Volviendo a la situación actual, ¿qué papel debe desempeñar la cultura una vez superemos esta crisis?
La cultura es un bien esencial. Estas terribles semanas hemos tenido oportunidad de comprobar por primera vez en nuestra vida cómo podría ser un mundo sin paseos, sin amigos, sin abrazos, sin teatros, sin cines, sin librerías, sin conciertos y, por cierto sin sanidad pública -creo que es importantísimo reconocer el esfuerzo que ha hecho en los hospitales el personal sanitario, y agradecérselo de corazón- y es un mundo que, definitivamente, no nos gusta para vivir. Desde luego a mí, no. Vivir es, en gran parte, todo lo que estas últimas semanas no hemos podido hacer.
¿Qué echa más de menos?
Estoy muy habituado a trabajar en casa, de modo que en ese aspecto el confinamiento no ha significado para mí una novedad. He echado de menos andar, montar en bicicleta, nadar… No soy deportista, pero sí me gusta hacer ejercicio de forma habitual. Y gran parte de lo que escribo, de las entrevistas que preparo, o las reseñas, las planteo andando. Pero creo que, sobre todo, he echado de menos a los amigos, poder verlos.

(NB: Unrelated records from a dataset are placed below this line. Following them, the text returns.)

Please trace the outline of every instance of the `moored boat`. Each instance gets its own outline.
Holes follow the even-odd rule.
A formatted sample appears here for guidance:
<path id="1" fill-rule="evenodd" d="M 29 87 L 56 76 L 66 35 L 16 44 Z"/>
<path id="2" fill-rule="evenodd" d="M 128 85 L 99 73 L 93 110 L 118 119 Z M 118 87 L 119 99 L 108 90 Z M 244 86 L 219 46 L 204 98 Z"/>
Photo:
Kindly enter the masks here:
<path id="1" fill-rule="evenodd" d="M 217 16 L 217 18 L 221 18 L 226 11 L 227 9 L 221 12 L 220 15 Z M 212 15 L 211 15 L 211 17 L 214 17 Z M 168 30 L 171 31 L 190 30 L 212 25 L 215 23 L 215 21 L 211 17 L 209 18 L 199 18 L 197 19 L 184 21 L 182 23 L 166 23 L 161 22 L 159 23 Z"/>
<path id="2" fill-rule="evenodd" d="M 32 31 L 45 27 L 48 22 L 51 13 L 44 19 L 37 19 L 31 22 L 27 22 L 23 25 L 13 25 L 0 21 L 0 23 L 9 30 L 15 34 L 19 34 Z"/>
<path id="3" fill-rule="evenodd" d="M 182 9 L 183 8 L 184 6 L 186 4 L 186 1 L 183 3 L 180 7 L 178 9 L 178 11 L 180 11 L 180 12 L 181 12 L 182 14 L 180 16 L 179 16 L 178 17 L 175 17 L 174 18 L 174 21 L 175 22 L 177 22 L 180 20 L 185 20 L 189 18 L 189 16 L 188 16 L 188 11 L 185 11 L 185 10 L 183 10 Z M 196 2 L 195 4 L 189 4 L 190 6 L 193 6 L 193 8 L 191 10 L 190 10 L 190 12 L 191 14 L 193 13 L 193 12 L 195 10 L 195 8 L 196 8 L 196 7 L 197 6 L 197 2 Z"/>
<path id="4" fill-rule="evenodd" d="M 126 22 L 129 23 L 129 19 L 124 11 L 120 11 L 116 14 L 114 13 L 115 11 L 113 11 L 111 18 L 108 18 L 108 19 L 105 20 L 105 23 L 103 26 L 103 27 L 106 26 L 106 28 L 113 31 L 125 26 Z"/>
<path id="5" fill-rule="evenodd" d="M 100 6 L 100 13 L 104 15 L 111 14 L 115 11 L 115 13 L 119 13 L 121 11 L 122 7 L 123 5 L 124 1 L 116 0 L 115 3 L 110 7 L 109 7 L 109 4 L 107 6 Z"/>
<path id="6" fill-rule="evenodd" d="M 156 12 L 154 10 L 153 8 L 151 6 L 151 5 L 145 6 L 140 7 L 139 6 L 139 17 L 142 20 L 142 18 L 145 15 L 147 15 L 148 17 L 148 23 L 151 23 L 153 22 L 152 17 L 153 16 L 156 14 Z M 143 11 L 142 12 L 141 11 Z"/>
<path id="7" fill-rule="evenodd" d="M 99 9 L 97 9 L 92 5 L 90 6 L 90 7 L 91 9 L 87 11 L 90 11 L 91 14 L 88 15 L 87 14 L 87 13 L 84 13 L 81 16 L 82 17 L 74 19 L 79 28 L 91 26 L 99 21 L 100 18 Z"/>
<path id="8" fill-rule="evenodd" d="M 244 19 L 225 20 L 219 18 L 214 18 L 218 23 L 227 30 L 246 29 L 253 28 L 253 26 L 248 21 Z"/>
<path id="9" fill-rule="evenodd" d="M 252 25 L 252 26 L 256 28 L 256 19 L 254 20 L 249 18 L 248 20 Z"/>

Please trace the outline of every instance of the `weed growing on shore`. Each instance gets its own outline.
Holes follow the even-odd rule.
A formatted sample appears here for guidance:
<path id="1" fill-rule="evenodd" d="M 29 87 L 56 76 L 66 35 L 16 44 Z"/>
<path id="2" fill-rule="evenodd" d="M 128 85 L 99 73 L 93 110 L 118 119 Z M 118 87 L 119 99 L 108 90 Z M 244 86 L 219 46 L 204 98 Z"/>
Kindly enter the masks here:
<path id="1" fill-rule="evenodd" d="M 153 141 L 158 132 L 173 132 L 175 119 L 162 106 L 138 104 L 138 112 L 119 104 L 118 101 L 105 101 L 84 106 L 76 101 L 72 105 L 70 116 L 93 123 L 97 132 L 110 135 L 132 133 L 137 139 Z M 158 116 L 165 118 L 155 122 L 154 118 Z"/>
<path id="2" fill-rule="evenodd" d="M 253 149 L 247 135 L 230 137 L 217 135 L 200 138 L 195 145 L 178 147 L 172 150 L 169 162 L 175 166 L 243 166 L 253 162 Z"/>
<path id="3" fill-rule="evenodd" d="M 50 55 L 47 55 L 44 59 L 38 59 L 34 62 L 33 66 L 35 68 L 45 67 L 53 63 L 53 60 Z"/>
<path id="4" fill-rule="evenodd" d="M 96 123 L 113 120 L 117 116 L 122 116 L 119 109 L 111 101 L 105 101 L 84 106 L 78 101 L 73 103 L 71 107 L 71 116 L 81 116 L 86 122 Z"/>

¿Qué está descubriendo sobre usted mismo?
He descubierto que, para mi sorpresa, soy más paciente de lo que nunca pude imaginar. Tuve durante años un blog que se titulaba El don de la impaciencia, creo que sigue abierto, y siempre he sido impaciente, impulsivo, nervioso, amante de lo inmediato… Pero he descubierto que tampoco la paciencia está mal. Debe ser el confinamiento, o la edad.

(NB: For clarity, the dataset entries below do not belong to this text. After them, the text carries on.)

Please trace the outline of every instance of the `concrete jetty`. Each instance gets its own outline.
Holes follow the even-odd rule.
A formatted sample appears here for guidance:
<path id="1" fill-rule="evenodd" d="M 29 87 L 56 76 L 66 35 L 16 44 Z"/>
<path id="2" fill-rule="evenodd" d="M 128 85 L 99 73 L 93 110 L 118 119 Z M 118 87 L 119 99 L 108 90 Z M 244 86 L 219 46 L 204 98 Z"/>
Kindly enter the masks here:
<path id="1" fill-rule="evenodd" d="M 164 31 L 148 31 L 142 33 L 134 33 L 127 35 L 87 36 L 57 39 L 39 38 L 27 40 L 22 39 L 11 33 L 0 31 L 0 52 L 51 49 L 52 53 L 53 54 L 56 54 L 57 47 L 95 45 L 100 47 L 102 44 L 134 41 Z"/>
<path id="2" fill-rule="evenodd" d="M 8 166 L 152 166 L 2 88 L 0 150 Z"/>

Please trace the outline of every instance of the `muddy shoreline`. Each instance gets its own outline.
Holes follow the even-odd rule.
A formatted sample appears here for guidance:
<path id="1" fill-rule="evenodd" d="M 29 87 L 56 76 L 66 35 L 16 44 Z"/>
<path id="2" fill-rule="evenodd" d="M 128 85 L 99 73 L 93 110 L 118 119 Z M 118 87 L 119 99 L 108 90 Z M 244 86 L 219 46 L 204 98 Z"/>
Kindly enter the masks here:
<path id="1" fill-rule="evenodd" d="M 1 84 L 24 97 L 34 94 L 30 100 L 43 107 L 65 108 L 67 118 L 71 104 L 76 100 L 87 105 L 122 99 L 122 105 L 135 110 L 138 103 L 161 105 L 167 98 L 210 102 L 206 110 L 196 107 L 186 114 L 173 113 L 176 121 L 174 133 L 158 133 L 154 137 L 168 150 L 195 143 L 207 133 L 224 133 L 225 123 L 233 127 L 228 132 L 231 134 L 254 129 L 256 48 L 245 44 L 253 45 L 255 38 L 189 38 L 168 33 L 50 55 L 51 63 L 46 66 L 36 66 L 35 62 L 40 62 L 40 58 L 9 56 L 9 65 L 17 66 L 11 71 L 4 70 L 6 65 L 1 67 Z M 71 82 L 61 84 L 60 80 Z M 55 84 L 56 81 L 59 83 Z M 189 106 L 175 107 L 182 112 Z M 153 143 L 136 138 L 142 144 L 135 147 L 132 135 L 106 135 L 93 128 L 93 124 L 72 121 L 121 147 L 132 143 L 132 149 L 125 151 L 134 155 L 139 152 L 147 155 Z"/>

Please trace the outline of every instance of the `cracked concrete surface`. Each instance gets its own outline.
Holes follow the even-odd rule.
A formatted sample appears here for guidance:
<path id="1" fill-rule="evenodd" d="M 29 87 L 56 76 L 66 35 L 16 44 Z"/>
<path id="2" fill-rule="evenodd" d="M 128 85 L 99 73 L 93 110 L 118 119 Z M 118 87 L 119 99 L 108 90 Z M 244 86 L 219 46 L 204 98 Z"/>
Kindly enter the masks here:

Y, ¿qué espera que aprendamos?
Pues la verdad, espero poco. Da la impresión de que humanidad tiene una histórica capacidad para el olvido, sobre todo en circunstancias traumáticas. Así que creo que todo esto pasará, y lo olvidaremos. Una de las cosas más bobas que he escuchado estos días es eso de ‘éramos felices y no lo sabíamos’. Yo, si te soy sincero, siempre trato ser consciente de la felicidad, pero mucho me temo que volveremos a ser felices sin saberlo.